21 ministers of the sea
For the other single-handed yachtsmen lining up, this first official appointment marks the start of a race on dry land, which promises to be quite tough. These last three weeks before the start of the race around the three capes is going to be busy to say the least. Between the preparation of the boat, ensuring the safety checks and verifications, and above all their schedules, as busy as a marine minister's, they are all getting ready to enter the final stretch before the great emotion of the start itself. But none can avoid showing the pleasure they feel in taking part in this exciting fifth edition and all seem determined to make the most of this event in Les Sables d'Olonne…
The things they said
Jean-Pierre Dick (Virbac - Paprec):
"It feels quite incredible to be here in Les Sables d'Olonne today, because it's the fruit of three years' hard work. However, I mustn't let myself be overwhelmed by this feeling, even if it is a pleasurable one, as you have to keep focused right up to the end. You have to be as professional as possible, then be completely ready technically before the big day. One thing is certain: the pressure is gradually building."
Sébastien Josse (VMI) :
"Today, I feel quite relaxed. We were lucky to get started with the boat's preparation two years ago. The result is that VMI is ready and waiting to set sail. There are just the safety checks to do, the loading of supplies and my clothes to go on board. Between now and the start, we have planned two or three trips out to sea, just to keep my hand in. But I'm ready."

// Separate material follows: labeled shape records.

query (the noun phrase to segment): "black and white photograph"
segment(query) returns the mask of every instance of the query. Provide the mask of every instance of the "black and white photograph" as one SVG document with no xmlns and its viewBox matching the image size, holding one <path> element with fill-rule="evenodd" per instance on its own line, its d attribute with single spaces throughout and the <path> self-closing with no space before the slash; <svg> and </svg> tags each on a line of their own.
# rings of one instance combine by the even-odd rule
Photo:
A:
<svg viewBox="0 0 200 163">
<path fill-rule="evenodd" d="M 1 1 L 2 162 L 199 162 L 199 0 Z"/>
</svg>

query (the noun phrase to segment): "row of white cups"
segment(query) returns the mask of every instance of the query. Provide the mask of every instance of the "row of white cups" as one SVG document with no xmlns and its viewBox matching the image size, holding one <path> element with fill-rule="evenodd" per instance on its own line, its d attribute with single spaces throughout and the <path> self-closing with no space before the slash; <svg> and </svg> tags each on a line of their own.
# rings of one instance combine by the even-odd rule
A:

Dominique Wavre (Temenos) :
"I'm really pleased to be in Les Sables. This will be the first time I have been ready financially, physically and technically, so I'm well and truly ready to line up for the start of the Vendée Globe. My boat has shown what she is capable of, and I'm in fine fettle too. For the moment, I'll be hibernating until the start, in order to concentrate on the race as best I can."

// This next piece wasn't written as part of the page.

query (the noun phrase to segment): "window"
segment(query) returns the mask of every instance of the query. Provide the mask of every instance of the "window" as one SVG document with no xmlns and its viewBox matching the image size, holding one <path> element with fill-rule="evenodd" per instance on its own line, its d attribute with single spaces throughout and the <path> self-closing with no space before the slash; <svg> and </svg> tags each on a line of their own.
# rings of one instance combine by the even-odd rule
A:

Marc Thiercelin (Pro Form) :
"I feel quite serene and calm. Just before coming to Les Sables d'Olonne, I had a ten day stay in Corsica as part of my physical preparation, and so I'm in great form. Now, there are just three weeks left of hard work to make sure we don't forget anything, to make some final adjustments and give a final complete check over to the boat. I've also got a list of personal things to see to. But my experience helps me deal with that."
Bruce Schwab (Ocean Planet) :
"To reach this point a lot of hard work was necessary over the last four years. But today I really have a lot of confidence in my boat and I feel ready. So, I feel quite calm, especially seeing as how I have so many things left to do to keep me busy, so I don't have time for any stress! It's a dream come true to be here!"
A date for your diary!
The naming of UUDS (Hervé Laurent)
It's tomorrow at 3 p.m. that Michèle Alliot-Marie, the French Minister of Defence and the French TV star, Laurent Boyer, will name UUDS, Hervé Laurent's monohull. These two celebrities are used to being in amongst the boats, as back in 2002, they named another 60 foot monohull with the same name, when she was about to set out on the Rhum Race.